The Second World War was still in full swing. But three German soldiers stationed in Paris were already fed up with the violence of war and met secretly in a bistro in 1944. There, they hatched plans to restart German motor racing as soon as the fighting had died down. As a result, Ernst Loof, Georg Meier and Lorenz Dietrich - all three passionate motorsport enthusiasts with a fast beating BMW heart - began building a racing car as early as 1946. For lack of parts, they used the components of a pre-war six-cylinder BMW 328, unbeatable on the racetracks at the time. A year later, when Mercedes-Benz was still licking its wounds and Porsche had yet to be established as a brand, the racing driver Karl Kling drove the first Veritas RS, christened the RS, to victory on the Hockenheimring.

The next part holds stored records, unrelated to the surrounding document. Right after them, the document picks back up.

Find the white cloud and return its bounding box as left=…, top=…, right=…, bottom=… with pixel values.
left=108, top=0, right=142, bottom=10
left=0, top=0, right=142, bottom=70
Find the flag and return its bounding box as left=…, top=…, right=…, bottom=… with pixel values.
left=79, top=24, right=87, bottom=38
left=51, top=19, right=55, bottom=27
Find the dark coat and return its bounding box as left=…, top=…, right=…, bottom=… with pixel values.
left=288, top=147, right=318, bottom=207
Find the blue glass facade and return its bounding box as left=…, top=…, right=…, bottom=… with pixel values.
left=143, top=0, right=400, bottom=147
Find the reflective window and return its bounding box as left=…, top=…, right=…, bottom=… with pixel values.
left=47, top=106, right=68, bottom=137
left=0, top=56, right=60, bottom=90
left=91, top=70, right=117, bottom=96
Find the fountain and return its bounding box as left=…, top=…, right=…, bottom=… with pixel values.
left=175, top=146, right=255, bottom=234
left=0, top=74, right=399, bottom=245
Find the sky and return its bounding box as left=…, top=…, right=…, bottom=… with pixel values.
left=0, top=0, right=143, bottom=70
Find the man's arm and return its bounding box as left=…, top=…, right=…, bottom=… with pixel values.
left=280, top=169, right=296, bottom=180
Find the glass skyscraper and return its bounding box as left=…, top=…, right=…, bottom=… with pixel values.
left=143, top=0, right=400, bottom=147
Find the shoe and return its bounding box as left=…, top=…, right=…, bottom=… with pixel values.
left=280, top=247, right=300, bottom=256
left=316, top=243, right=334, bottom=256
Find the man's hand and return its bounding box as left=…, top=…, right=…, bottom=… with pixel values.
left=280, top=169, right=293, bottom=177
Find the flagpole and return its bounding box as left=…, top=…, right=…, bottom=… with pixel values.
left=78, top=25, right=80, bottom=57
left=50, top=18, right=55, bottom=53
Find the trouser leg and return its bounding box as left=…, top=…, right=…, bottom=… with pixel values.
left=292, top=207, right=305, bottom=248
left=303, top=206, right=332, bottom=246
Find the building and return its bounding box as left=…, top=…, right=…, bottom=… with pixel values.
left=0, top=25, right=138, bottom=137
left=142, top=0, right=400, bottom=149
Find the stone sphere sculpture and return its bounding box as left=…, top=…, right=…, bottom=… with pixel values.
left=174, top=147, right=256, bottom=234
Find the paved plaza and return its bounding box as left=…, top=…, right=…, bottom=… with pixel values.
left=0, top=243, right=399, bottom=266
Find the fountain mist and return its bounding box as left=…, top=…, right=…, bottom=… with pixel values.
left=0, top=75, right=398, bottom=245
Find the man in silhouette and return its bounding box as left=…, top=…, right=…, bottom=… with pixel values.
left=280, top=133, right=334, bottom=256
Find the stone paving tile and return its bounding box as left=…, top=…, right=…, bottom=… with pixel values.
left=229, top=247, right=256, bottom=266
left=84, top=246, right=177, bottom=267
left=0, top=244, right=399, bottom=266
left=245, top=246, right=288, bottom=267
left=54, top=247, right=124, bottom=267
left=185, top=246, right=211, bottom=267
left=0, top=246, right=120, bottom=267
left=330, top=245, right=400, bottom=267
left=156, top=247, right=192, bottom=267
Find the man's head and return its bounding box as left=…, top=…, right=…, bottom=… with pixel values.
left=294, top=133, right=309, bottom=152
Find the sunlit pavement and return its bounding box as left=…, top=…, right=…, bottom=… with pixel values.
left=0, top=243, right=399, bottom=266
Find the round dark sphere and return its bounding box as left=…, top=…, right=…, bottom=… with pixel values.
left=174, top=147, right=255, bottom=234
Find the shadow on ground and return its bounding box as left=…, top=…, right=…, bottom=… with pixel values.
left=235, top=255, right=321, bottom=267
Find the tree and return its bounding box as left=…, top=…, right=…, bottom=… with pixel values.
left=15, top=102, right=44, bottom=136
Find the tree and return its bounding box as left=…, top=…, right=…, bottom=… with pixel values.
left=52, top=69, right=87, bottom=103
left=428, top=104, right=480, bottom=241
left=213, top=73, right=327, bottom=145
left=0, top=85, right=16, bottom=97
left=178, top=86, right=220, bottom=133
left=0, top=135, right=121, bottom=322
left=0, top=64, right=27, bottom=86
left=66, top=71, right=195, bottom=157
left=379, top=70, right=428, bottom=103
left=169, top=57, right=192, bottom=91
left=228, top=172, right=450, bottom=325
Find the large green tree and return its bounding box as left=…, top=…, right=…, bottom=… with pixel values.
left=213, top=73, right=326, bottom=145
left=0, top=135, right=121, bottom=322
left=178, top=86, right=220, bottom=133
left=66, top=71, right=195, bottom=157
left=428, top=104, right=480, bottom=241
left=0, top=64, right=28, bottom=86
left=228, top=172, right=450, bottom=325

That was the start of the short-lived existence of Germany's first post-war motorsport brand, which only lasted until 1953. It was a case of trial and error, a chronic lack of money but unbroken enthusiasm. Even after BMW banned the trio from using the brand name, they developed models that set the stage for Germany's later motorsport hegemony. It was not a business success, so the few dozen Veritas models built for daily use were rarities from the start. However, with illustrious names such as Meteor, Comet, Saturn, Scorpion or Nürburgring, and decorated with experimental bodywork by famous German coachbuilders such as Authenried, Baur or Spohn Ravensburg, they determined the first successes of the burgeoning economic miracle. The trio even produced their own six-cylinder two-litre engine built by Heinkel.

When the initial racing successes faded despite talented German drivers such as Karl Kling, Wolfgang Seidel, Alfred Brudes and Auto, Motor & Sport founder Paul Pietch, the end of Veritas was in sight.  An annual production of only a few cars did not offer any future. An attempt to offer light and affordable sports models based on the 850 cc two-cylinder Panhard Dyna also failed. Sales of these were reported to be just 184 units. After Meier and Dietrich left the business, Ernst Loof tried again on his own, at a new location at the Nürburgring. But in the last Veritas models created there, he even fitted civilian Opel or Ford engines in 1953 - a sad awakening from a sports car dream.